The purpose of the DataManager is to make it easier to save data from some arbitrary source into a database. It is not an ORM and only provides limited support for querying the data.
It was developed for use at Screen-scraper.com in order speed up development for web scraping, specifially in saving the data to the database.
A common difficulty we would have is if a client wanted an additional datapoint saved from a site then we would have to dig through all of our code and find and modify the relevant sql statements. With the datamanager we just add the additional column to the table and add the datapoint to a map of data we are already saving and the datamanager takes care of writing the sql for the insert/updates. Additionally it greatly simplifies the process of connecting all the rows together with foreign keys.
It has been used extensively internally at screen-scraper.com for saving scraped data to MySQL, Microsoft SQL Server, SQLite, Hypersonic, and PostreSQL.
Basic usage example:
// Connect to database using a org.apache.commons.dbcp.BasicDataSource
BasicDataSource ds = new BasicDataSource();
ds.setDriverClassName( "com.mysql.jdbc.Driver" );
ds.setUsername( username );
ds.setPassword( password );
ds.setUrl( "jdbc:mysql://" + hostpath + ":" + port + "/" + database + "?" + dbparams );
ds.setMaxActive( 10);
/**
* Create Data Manager, this example for creating a connection to an sql rdbms
* There is also an option to use Amazon SimpleDB as a backend and more backends
* may be supported in the future
**/
SqlDataManager dm = new SqlDataManager( ds );
dm.setLoggingLevel( org.apache.log4j.Level.DEBUG ); //Debug mode will log out the sql queries generated
/**
* Build schemas reads the database structure from the target database so that the library
* can build the appropriate queries and add in foreign keys
**/
dm.buildSchemas();
/**
* The following settings described how data updates are dealt with in cases where the data we are
* trying to write matches a unique key for existing data.

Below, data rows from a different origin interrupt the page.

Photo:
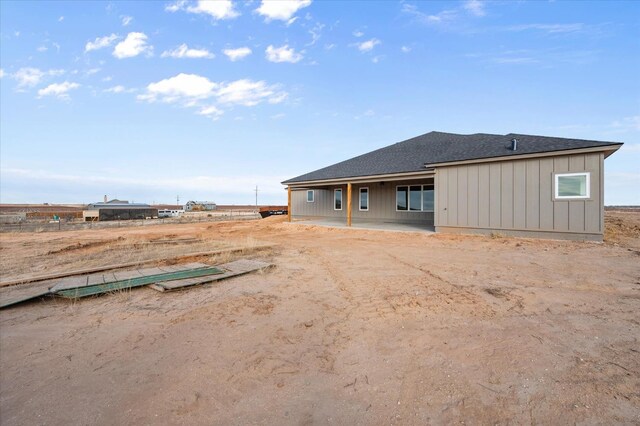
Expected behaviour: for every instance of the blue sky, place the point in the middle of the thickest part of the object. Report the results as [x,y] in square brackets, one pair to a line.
[149,100]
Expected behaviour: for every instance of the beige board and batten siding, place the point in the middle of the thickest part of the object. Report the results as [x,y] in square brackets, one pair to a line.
[382,203]
[517,196]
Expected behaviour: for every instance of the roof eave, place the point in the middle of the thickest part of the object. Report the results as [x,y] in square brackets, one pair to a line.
[607,149]
[362,179]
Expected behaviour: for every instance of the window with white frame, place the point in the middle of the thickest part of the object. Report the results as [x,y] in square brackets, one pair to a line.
[572,185]
[364,199]
[414,198]
[337,199]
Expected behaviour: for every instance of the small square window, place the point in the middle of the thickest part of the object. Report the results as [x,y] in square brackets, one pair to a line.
[337,199]
[364,199]
[572,186]
[402,198]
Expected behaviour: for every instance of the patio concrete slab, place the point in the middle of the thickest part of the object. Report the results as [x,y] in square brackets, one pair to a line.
[370,225]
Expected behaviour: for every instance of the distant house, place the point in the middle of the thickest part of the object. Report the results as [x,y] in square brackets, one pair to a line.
[195,206]
[118,210]
[521,185]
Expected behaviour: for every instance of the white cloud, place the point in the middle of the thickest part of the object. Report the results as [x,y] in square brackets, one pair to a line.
[126,20]
[315,33]
[475,7]
[118,89]
[191,90]
[115,89]
[443,17]
[133,45]
[181,87]
[183,51]
[211,111]
[627,123]
[59,90]
[367,113]
[249,93]
[237,54]
[548,28]
[282,10]
[367,46]
[126,182]
[28,77]
[218,9]
[282,54]
[100,42]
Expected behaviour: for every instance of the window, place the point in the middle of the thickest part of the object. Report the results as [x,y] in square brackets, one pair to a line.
[337,199]
[415,198]
[364,199]
[572,185]
[402,198]
[427,198]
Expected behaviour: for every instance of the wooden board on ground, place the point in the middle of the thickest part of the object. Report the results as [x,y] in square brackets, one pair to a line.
[12,295]
[101,278]
[232,269]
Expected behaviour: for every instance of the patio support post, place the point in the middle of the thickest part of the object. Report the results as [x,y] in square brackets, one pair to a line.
[289,203]
[349,204]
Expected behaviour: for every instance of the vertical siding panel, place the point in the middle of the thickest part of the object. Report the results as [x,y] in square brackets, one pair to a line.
[593,206]
[546,194]
[483,196]
[442,192]
[533,194]
[601,190]
[577,208]
[519,195]
[462,196]
[494,195]
[472,195]
[452,209]
[506,202]
[560,208]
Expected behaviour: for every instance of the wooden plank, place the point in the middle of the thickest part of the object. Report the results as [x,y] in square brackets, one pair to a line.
[289,203]
[233,269]
[31,279]
[98,279]
[138,281]
[349,204]
[10,296]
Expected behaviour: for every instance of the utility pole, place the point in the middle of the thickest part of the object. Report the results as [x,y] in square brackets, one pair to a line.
[256,190]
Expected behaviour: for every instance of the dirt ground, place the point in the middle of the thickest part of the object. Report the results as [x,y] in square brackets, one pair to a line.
[349,327]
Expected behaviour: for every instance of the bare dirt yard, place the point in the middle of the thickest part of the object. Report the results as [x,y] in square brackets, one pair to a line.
[349,327]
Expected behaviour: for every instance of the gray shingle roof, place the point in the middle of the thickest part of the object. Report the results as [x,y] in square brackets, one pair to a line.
[438,147]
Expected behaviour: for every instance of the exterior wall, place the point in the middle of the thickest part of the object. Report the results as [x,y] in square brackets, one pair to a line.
[518,196]
[382,203]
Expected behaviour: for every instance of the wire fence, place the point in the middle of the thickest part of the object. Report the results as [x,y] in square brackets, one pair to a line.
[73,225]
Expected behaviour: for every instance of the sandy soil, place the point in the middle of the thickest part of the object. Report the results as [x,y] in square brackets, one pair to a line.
[350,327]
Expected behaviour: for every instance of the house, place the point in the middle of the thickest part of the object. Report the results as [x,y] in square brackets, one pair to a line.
[519,185]
[198,206]
[118,210]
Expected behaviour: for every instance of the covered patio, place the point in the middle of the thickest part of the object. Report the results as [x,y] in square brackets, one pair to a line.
[365,224]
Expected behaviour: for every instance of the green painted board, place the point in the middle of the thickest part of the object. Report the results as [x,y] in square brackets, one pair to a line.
[137,282]
[231,269]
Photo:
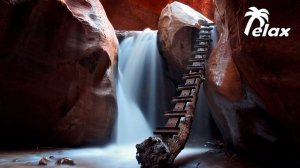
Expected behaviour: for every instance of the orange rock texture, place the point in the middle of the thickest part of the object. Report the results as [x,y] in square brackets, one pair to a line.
[140,14]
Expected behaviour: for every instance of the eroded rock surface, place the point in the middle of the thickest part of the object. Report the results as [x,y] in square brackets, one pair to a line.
[141,14]
[177,26]
[252,83]
[56,77]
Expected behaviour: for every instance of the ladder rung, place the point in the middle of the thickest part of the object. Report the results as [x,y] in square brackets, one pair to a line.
[192,74]
[197,60]
[200,45]
[184,85]
[176,111]
[199,52]
[201,61]
[206,28]
[204,33]
[195,67]
[191,77]
[182,97]
[202,39]
[175,114]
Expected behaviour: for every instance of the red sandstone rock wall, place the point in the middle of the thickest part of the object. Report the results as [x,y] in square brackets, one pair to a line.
[140,14]
[253,83]
[56,79]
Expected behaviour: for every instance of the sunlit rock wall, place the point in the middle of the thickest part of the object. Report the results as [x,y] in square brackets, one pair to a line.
[253,83]
[56,77]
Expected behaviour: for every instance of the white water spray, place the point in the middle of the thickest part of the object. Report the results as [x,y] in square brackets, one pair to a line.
[139,70]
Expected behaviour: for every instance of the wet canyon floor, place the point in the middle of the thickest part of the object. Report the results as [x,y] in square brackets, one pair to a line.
[118,157]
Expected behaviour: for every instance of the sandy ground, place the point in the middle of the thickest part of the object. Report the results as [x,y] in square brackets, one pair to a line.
[115,157]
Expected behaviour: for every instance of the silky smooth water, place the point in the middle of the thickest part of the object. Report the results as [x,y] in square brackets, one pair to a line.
[139,76]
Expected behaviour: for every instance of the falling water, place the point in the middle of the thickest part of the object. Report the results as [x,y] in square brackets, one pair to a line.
[139,71]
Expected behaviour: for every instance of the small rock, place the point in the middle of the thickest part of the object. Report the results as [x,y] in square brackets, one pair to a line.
[65,161]
[44,161]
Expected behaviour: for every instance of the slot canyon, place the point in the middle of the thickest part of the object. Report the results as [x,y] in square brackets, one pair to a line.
[83,83]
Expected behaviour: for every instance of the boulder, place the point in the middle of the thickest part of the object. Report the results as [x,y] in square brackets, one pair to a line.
[141,14]
[252,83]
[56,73]
[177,26]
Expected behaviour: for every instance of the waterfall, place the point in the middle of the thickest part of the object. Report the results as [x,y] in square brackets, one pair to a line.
[140,76]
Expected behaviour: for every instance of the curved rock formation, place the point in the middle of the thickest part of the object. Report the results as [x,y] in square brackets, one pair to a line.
[141,14]
[176,27]
[252,83]
[56,77]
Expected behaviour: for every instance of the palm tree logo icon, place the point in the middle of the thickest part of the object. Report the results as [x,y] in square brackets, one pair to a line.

* Tble Summary of what each setting does
* UPDATE
* false true
* --------------------------------------------------------------
* false | No updates are performed | Only NOT NULL database values |
* | (All queries INSERT IGNORE)| are updated |
* MERGE |------------------------------------------------------------|
* true | Only NULL database values | All existing data is updated, |
* | are updated. | but is never updated to NULL |
* --------------------------------------------------------------
**/
dm.setGlobalUpdateEnabled( true );
dm.setGlobalMergeEnabled( true );
/**
* We are now ready to save data, for this example we will save a person and a couple of addresses
* Related to them. This assumes your database has a 'person' table and an 'address' table.
* table, column, value
**/
dm.addData("person","name", "John Doe");
// Or we can accept a Map of values
Map data = new HashMap();
data.put("address", "123 Main Street");
data.put("city", "Townsvilleburgton");
data.put("state", "WV");
dm.addData("address", data);
/**
* Calling commit closes off the record for writing so the next time dm.addData is called
* for the table it will correspond to a new database row. This does not cause the actuall
* write to happen yet, however.
*//
dm.commit("address");
//Add another address for the same person, it is case insensitve for table/column names
dm.addData("ADDRESS", "address", "457 Minor Dr.");
dm.addDAta("address", "City", "Megacity");
dm.addData("address", "STATE", "NC");
dm.commit("address");
/**
* We now have a person and two addresses. The library knows the structure of the database and
* that we have a foreign key relationship between 'person' and 'address' so it will connect them
* in the database. For this to happen all of the children of a row need to be added before the parent
* is committed. Since we added the children we can now commit 'person'.
**/
dm.commit("person");
/**
* We have all of our data added, so lets write it out by calling flush(). If we wanted we could add
* multiple 'person' entries and write them all out at once, or we could write them out once we get a
* complete record.
**/
dm.flush();
//Calling dm.close() closes the underlying BasicDataSource
dm.close();That is it for the basic usage. Other more complex activities include setting up lookup queries for complex relational data, saving many-to-many relational data, tunneling to mysql via ssh, multithreaded write support, and setting up event callbacks.
I will try to get some more complex examples added in the future.